It is thoughts of these things, which represent the very best of what living in Auckland has to offer, that sustain me through the dark times, like when the seemingly omnipresent rain confines you to hours indoors waiting for the sun to return, or when you realise a good six months have passed since the last decent band stopped by to perform. Certainly, the promise of better times ahead helped me stay chipper through the recent Christmas break, when some of the worst festive weather on record conspired to prevent me showing visiting friends from the UK my adopted city at anywhere near its peak. Indeed, the endless torrential downpours meant the only guided tour I could give them was one of Auckland’s finest pubs.
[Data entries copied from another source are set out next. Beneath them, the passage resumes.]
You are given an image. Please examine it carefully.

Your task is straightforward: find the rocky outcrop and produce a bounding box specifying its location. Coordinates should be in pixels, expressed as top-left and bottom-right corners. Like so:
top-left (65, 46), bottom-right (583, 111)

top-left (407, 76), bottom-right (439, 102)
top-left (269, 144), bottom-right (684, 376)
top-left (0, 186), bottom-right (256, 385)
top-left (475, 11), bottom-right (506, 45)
There were no such frustrations when we flew across to a sizzling Sydney for a long weekend in mid-November. When I was first preparing to move out here, acquaintances who knew Auckland would often compare it to Sydney, and on visiting Australia’s tourism capital for a second time (following an initial trip three years ago) it became clear to me why. The two cities have much in common: both revolve around a harbour and a series of beaches; both have compact CBDs dominated by needle-like viewing towers; and both come alive in the outer suburbs where little communities have exploded with unfettered charm away from the hustle and bustle of the city centre.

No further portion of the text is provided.